If you are feeling burnout at work, it is time to talk to your boss. I know that can sound like an impossible task. You don't want to come across as a bad employee, you worry about keeping your job, and there's a chance that your boss is even part of the problem. But you need to address the issue to find a solution and give yourself some respite. So here is how to start that conversation, because you are definitely not alone.
It's scary how many people experience work burnout; a survey from the Families and Work Institute found that over half of people felt overworked or overwhelmed, and 70 percent dreamed of a different job. It's not OK, but it should make you feel more secure in talking to your boss. This is something that happens in the workplace — and your boss should know how to handle it.

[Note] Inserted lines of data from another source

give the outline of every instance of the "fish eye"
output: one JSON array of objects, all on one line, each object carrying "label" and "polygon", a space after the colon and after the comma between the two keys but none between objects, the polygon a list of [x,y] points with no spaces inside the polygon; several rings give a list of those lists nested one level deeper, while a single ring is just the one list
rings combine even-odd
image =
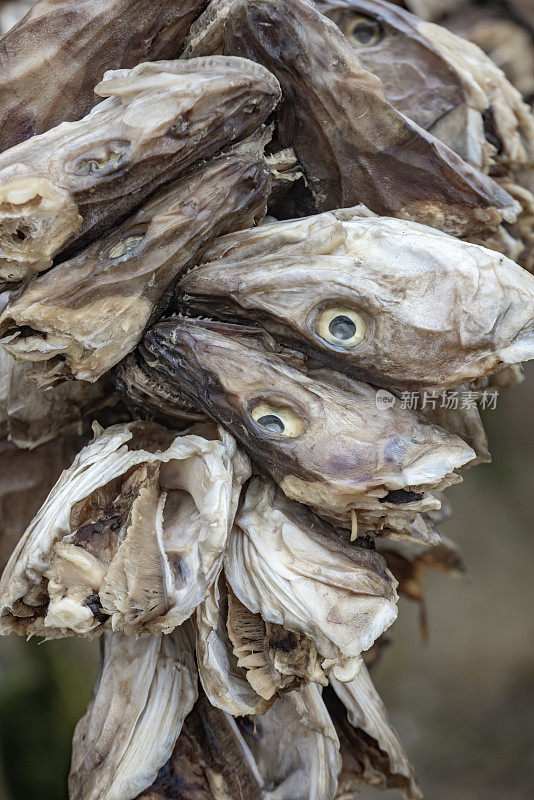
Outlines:
[{"label": "fish eye", "polygon": [[72,175],[102,177],[122,169],[128,161],[129,143],[113,140],[95,145],[65,164]]},{"label": "fish eye", "polygon": [[336,347],[355,347],[365,337],[365,320],[352,308],[325,309],[317,320],[317,333],[328,344]]},{"label": "fish eye", "polygon": [[300,436],[305,427],[302,417],[292,408],[269,402],[258,403],[254,406],[252,419],[263,430],[292,439]]},{"label": "fish eye", "polygon": [[370,17],[351,17],[343,25],[343,33],[353,47],[372,47],[382,38],[382,26]]}]

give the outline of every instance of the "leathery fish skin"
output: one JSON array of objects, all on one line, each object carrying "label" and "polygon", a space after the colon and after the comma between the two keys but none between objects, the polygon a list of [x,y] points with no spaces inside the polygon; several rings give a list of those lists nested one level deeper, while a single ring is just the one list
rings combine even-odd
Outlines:
[{"label": "leathery fish skin", "polygon": [[354,208],[228,234],[177,287],[375,385],[436,390],[534,357],[534,278],[492,250]]},{"label": "leathery fish skin", "polygon": [[[364,528],[407,530],[439,506],[427,489],[456,482],[474,458],[460,438],[398,404],[377,407],[373,387],[311,377],[257,329],[173,317],[139,346],[141,367],[179,403],[224,425],[289,497]],[[300,364],[299,364],[300,366]]]}]

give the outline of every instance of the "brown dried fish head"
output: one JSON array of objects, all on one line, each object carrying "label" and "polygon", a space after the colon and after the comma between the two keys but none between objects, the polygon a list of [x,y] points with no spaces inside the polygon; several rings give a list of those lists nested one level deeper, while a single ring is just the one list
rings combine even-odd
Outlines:
[{"label": "brown dried fish head", "polygon": [[474,44],[384,0],[316,0],[388,100],[488,172],[534,157],[534,120],[519,92]]},{"label": "brown dried fish head", "polygon": [[105,70],[176,58],[205,0],[27,5],[34,8],[0,44],[0,151],[87,114]]},{"label": "brown dried fish head", "polygon": [[452,471],[474,457],[413,412],[379,409],[366,384],[307,376],[256,329],[175,317],[154,326],[139,352],[149,375],[228,428],[286,494],[349,527],[350,508],[379,517],[425,510],[425,489],[455,482]]},{"label": "brown dried fish head", "polygon": [[236,0],[224,50],[280,80],[277,135],[294,147],[318,210],[365,203],[458,235],[517,216],[497,183],[393,108],[341,31],[307,0]]},{"label": "brown dried fish head", "polygon": [[0,322],[6,349],[35,362],[41,383],[97,380],[133,350],[217,234],[264,212],[269,187],[265,162],[247,154],[198,166],[13,294]]},{"label": "brown dried fish head", "polygon": [[194,163],[246,137],[270,114],[278,82],[223,56],[107,72],[107,98],[0,155],[0,277],[47,269],[80,249]]}]

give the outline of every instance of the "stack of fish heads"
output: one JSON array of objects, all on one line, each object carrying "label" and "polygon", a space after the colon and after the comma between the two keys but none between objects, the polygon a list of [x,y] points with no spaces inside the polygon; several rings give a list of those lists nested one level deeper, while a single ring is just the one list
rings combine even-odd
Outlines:
[{"label": "stack of fish heads", "polygon": [[385,0],[70,5],[0,42],[0,632],[102,637],[71,800],[417,800],[366,665],[534,357],[530,111]]}]

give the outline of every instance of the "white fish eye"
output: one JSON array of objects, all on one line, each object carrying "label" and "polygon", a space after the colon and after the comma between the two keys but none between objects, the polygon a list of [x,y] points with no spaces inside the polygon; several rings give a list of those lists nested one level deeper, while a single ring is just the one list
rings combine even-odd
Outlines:
[{"label": "white fish eye", "polygon": [[351,17],[344,23],[343,33],[353,47],[372,47],[382,38],[382,26],[370,17]]},{"label": "white fish eye", "polygon": [[305,428],[303,418],[289,406],[262,402],[254,406],[251,415],[256,425],[259,425],[264,431],[278,436],[294,439],[296,436],[300,436]]},{"label": "white fish eye", "polygon": [[367,330],[364,318],[352,308],[327,308],[320,315],[316,325],[317,333],[328,344],[351,348],[359,344]]}]

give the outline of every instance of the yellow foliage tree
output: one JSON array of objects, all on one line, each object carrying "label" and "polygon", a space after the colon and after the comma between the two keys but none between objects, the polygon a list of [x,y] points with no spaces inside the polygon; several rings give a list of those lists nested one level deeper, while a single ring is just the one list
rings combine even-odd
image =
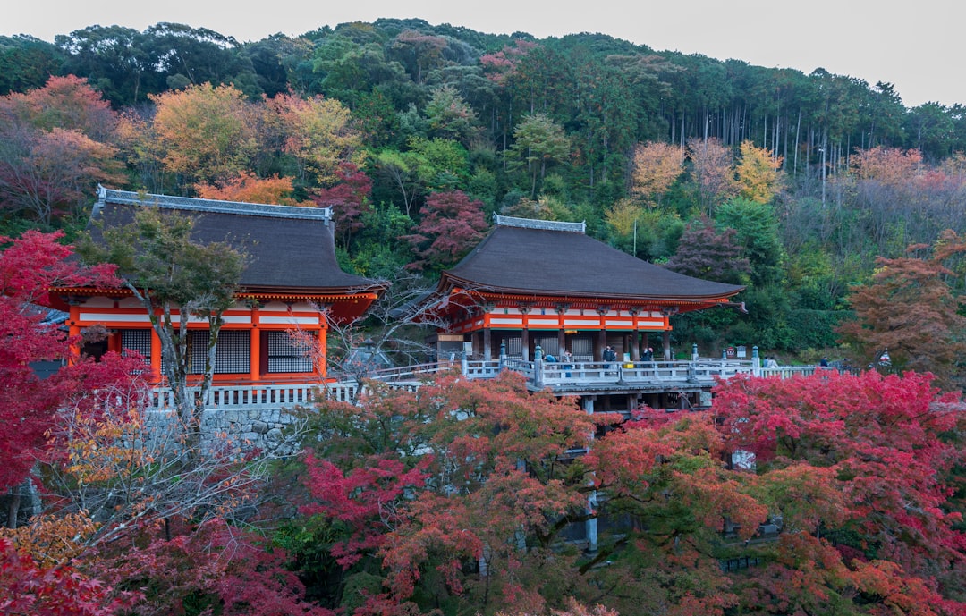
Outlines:
[{"label": "yellow foliage tree", "polygon": [[195,191],[202,199],[217,201],[241,201],[244,203],[267,203],[278,206],[315,207],[312,201],[299,202],[292,197],[295,187],[292,178],[280,178],[278,174],[270,178],[257,178],[255,174],[242,171],[216,184],[197,183]]},{"label": "yellow foliage tree", "polygon": [[349,108],[338,100],[283,94],[270,105],[283,134],[284,151],[298,162],[300,180],[330,186],[338,180],[341,163],[361,166],[362,133],[355,127]]},{"label": "yellow foliage tree", "polygon": [[634,232],[634,223],[640,217],[642,209],[630,199],[621,199],[604,213],[607,223],[621,238]]},{"label": "yellow foliage tree", "polygon": [[781,156],[772,156],[767,148],[755,148],[751,141],[741,144],[738,163],[738,194],[754,203],[769,203],[783,186],[780,171]]},{"label": "yellow foliage tree", "polygon": [[206,83],[152,97],[165,169],[187,182],[224,181],[250,168],[257,111],[232,86]]},{"label": "yellow foliage tree", "polygon": [[631,192],[652,205],[660,205],[661,198],[684,173],[681,163],[681,150],[675,146],[657,142],[638,144],[634,150]]}]

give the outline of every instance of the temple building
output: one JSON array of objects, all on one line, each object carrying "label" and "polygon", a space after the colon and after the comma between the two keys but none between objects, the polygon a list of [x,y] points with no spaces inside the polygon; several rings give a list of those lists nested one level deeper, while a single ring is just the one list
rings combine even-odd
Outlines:
[{"label": "temple building", "polygon": [[526,361],[539,346],[544,355],[566,350],[575,361],[600,361],[610,346],[619,360],[649,348],[672,359],[672,316],[741,306],[732,298],[743,290],[637,259],[586,236],[584,223],[496,215],[490,235],[423,299],[420,320],[438,324],[440,358]]},{"label": "temple building", "polygon": [[[248,260],[236,302],[224,313],[218,336],[215,384],[324,378],[329,321],[345,323],[357,319],[384,289],[384,283],[339,267],[327,208],[188,199],[102,187],[98,197],[91,220],[104,228],[131,222],[137,209],[157,208],[191,216],[192,239],[237,242],[245,252]],[[98,227],[91,227],[95,236]],[[97,325],[106,328],[106,340],[85,349],[86,352],[137,350],[161,374],[159,339],[129,291],[80,287],[60,288],[53,294],[64,300],[71,334]],[[188,326],[192,372],[201,374],[208,323],[192,321]],[[312,338],[318,345],[307,343]]]}]

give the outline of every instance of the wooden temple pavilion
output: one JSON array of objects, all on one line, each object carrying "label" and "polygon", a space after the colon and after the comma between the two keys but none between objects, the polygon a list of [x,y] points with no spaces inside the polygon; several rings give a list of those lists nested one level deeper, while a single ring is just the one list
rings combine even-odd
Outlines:
[{"label": "wooden temple pavilion", "polygon": [[[249,261],[224,314],[214,383],[305,381],[326,375],[328,320],[358,318],[379,296],[383,283],[342,271],[335,258],[331,210],[205,199],[188,199],[99,188],[92,222],[105,228],[131,222],[139,208],[178,211],[194,218],[193,238],[238,243]],[[92,226],[92,234],[99,232]],[[53,291],[69,311],[71,334],[94,325],[109,335],[92,354],[139,351],[161,374],[161,349],[141,304],[123,288],[60,288]],[[205,366],[207,322],[189,323],[193,372]],[[298,330],[319,341],[308,352]]]},{"label": "wooden temple pavilion", "polygon": [[497,215],[483,241],[442,273],[421,318],[441,323],[440,358],[527,361],[539,345],[545,356],[566,350],[574,361],[600,361],[607,346],[618,360],[638,361],[648,348],[669,360],[673,315],[740,305],[732,298],[743,290],[637,259],[586,236],[584,223]]}]

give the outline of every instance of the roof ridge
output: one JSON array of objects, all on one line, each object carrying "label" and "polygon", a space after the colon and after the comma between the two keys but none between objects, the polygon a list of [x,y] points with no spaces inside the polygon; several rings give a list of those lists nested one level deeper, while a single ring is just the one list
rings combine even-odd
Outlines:
[{"label": "roof ridge", "polygon": [[520,227],[522,229],[542,229],[544,231],[568,231],[571,233],[586,233],[586,221],[562,222],[559,220],[540,220],[537,218],[517,218],[501,216],[494,212],[494,223],[497,227]]},{"label": "roof ridge", "polygon": [[192,197],[173,197],[129,190],[115,190],[98,185],[98,203],[95,213],[106,202],[133,206],[156,206],[170,210],[188,211],[210,211],[247,216],[271,216],[274,218],[306,218],[322,220],[328,224],[332,218],[331,208],[303,208],[299,206],[277,206],[271,204],[243,203],[241,201],[218,201],[215,199],[195,199]]}]

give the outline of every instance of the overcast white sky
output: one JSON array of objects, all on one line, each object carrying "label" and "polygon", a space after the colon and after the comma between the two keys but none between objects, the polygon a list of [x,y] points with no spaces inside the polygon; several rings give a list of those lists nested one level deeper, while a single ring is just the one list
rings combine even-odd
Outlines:
[{"label": "overcast white sky", "polygon": [[903,103],[966,104],[962,0],[3,0],[0,35],[44,41],[160,21],[240,42],[347,21],[417,17],[537,38],[599,32],[658,50],[893,83]]}]

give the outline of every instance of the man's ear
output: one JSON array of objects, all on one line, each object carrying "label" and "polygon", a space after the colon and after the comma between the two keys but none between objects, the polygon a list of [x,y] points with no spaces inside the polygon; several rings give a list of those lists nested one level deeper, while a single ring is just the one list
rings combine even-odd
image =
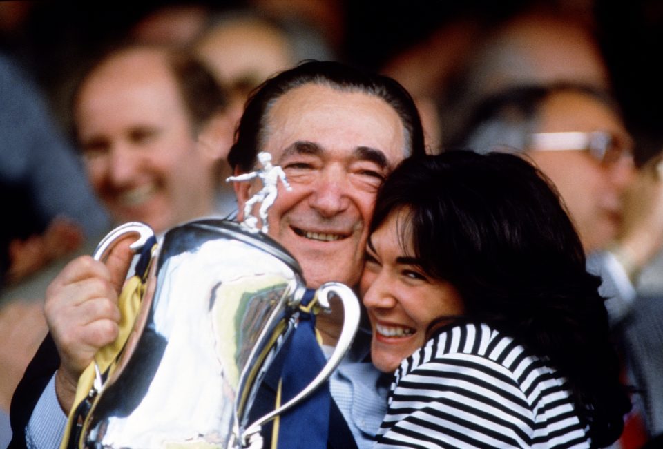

When you're put on the spot, you may feel tempted to downplay the severity of how you're feeling — especially if your boss is being unresponsive. But try to be honest about what you've been feeling. Make sure to show examples of how you've been a strong, dedicated employee and present a solid case for why being overloaded is bad for you and bad for the company as a whole. Be honest and specific about what you need to remedy the situation. If it seems reasonable, it will be harder for your boss to refuse.
Sometimes, the problem is bigger than workload. Sometimes it's a toxic work environment that causes you to burn out. "A toxic work environment is any that makes you feel uncomfortable, unappreciated, or undervalued," certified professional coach Lori Scherwin tells Bustle. "This can range from all out bullying, screaming and [being] talked down to, to more subtle forms of poor communication, setting people up for failure, mismanagement and an air of hostility. It can come from your boss, your peers, your juniors and even your clients. No one should ever have to work in an environment that causes your stomach to go in quivers but the unfortunate reality is it's more normal than we'd prefer. Often professionals 'accept it' as is, which can do more harm for you in the long-run, both professionally and also personally." If this is the problem, your boss really needs to know about it. And chances are, other employees are probably affected too.
It can be really intimidating to confront your boss about work burnout — especially if your boss is causing some of it. Stick to your guns and be honest about what's going on, because you don't deserve to live like this.